There’s really three answers to that question:
- your gut
- listening to users
- measuring users
And of these three, there’s only really one “right” answer – the only way to figure out if a change is actually significant (or even moving in the right direction):
(Disclaimer: split testing is not a substitute for decision making)
Perform tests to measure changes in user behavior.
Out of our time with Mr. Ries, we committed to following one metric that is key to our business, and make sure all of our efforts to improve that metric are run through a split test to ensure that we understand how to impact that number.
Yes, we really are trying to AB test everything. Not so we can have better conversion rates, or know which colors are best, but so that we can figure out what actually causes people to use our products more. In fact, I built a tool using rails and redis to help us measure retention across multiple cohorts during a split test:
For this particular split test, we launched a new version of our website at preview.astrid.com, and redirected a percentage of our new and returning users there. We then measured retention behavior across our two groups after 1, 3, 7, and 14 days. (Right now it’s midnight at the 7th day boundary, which is why no one’s “opened” the website in our +7 day category yet). The important thing is the delta between variants, where we can see that our “true” variant shows an improvement in delta retention, but the result is not yet statistically significant to 95%.

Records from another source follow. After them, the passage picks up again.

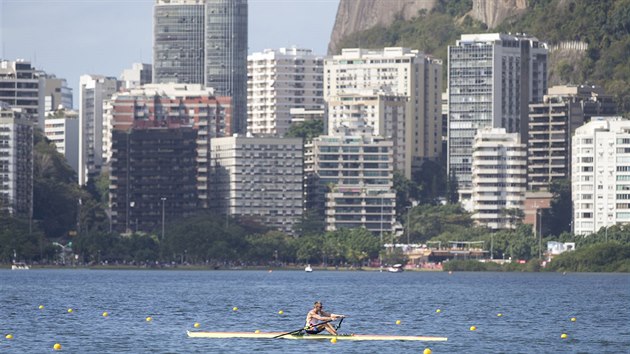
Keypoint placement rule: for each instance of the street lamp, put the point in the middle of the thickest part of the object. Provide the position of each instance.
(163, 199)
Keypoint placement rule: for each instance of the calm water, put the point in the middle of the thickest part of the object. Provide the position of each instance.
(536, 310)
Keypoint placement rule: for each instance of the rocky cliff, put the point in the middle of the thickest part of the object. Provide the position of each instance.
(358, 15)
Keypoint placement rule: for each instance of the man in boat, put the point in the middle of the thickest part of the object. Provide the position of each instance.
(318, 320)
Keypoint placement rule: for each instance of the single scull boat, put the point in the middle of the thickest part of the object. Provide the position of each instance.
(271, 335)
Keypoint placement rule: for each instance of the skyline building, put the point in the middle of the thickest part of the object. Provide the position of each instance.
(499, 178)
(403, 72)
(349, 181)
(492, 78)
(600, 174)
(553, 122)
(280, 80)
(260, 178)
(204, 42)
(61, 127)
(94, 90)
(16, 161)
(188, 104)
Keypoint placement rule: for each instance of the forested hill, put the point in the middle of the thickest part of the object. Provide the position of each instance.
(589, 40)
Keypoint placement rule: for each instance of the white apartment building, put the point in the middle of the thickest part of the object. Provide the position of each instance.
(350, 180)
(278, 81)
(260, 178)
(600, 174)
(492, 78)
(16, 161)
(499, 178)
(374, 112)
(93, 91)
(61, 127)
(404, 72)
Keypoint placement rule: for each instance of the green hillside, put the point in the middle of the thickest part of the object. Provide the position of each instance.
(603, 24)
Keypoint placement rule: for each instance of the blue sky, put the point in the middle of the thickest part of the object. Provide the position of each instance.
(70, 38)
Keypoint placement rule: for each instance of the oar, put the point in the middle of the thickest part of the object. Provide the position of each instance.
(301, 329)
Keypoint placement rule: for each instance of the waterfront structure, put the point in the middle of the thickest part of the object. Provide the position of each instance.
(139, 74)
(152, 175)
(373, 112)
(499, 178)
(189, 104)
(492, 78)
(61, 127)
(553, 122)
(349, 180)
(404, 72)
(94, 90)
(204, 42)
(600, 174)
(21, 86)
(279, 81)
(57, 94)
(16, 161)
(259, 178)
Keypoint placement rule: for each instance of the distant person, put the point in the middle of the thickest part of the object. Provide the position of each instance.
(318, 320)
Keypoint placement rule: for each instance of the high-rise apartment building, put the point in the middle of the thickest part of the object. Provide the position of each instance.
(403, 72)
(16, 161)
(94, 90)
(278, 81)
(204, 42)
(600, 174)
(491, 80)
(499, 178)
(61, 127)
(139, 74)
(178, 41)
(350, 179)
(259, 177)
(152, 175)
(553, 122)
(188, 104)
(373, 113)
(22, 86)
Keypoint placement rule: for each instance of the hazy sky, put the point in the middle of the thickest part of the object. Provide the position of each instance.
(70, 38)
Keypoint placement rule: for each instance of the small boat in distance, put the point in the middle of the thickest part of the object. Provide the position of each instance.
(19, 266)
(396, 268)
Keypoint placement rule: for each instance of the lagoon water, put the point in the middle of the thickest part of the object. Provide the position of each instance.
(536, 309)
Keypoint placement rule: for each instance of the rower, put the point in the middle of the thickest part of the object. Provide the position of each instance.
(318, 320)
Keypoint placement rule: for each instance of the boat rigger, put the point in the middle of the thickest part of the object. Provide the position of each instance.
(271, 335)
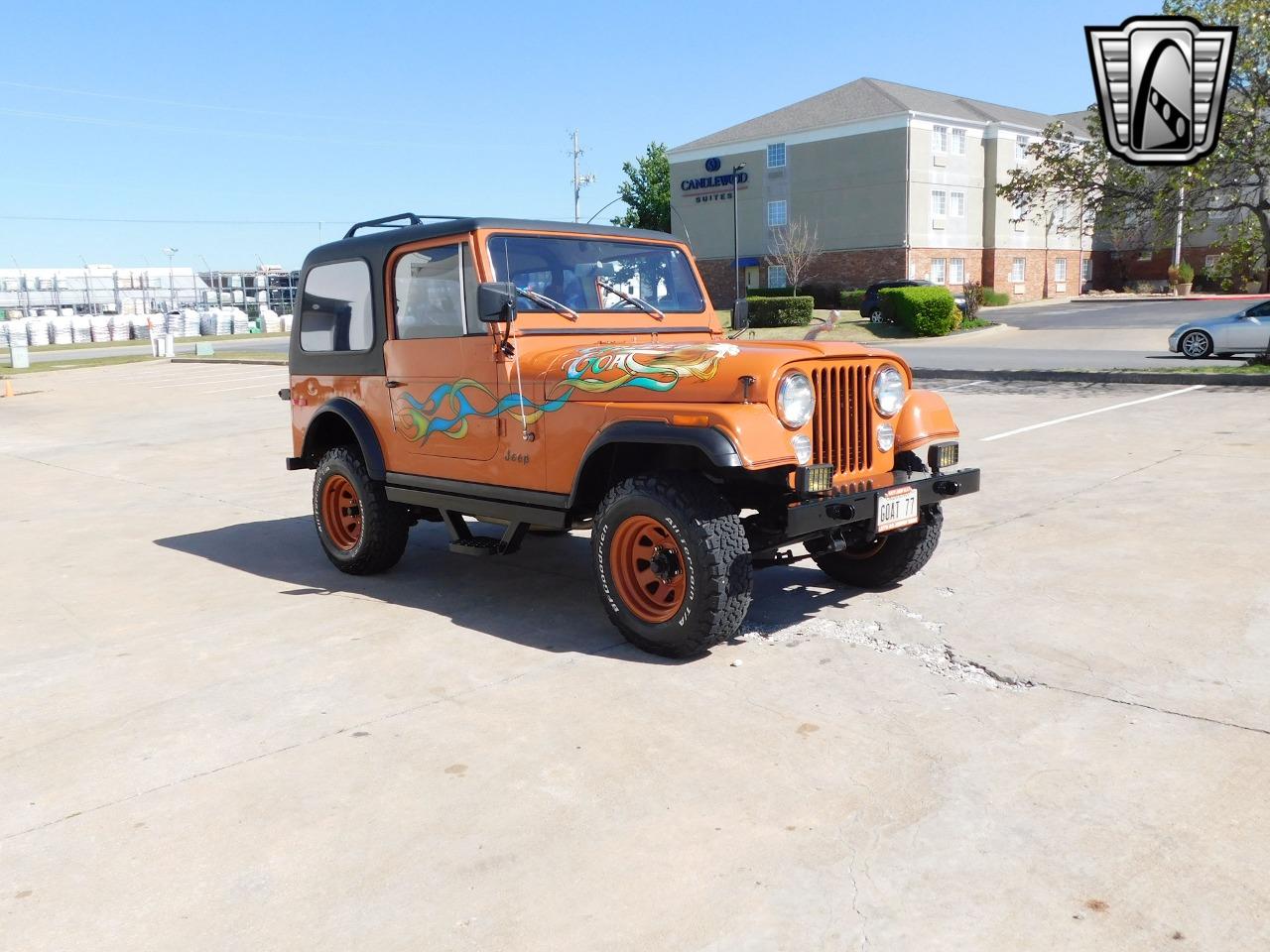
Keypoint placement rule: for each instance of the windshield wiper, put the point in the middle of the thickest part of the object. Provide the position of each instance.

Assuming the results stabilize at these values, from this data we can answer Mr. Ries’s question clearly – yes, our changes improved our product, and in this case, by around 5% for new users and 2% for existing users.
That’s awesome, and it’s things like this that push us forward towards our goal. A lot of A/B tools out there are built to test cosmetic changes – layout, text, colors, stuff like that. At a startup like ours, we have bigger things to test, and we now have a suitable a/b testing framework and a burning desire to use it.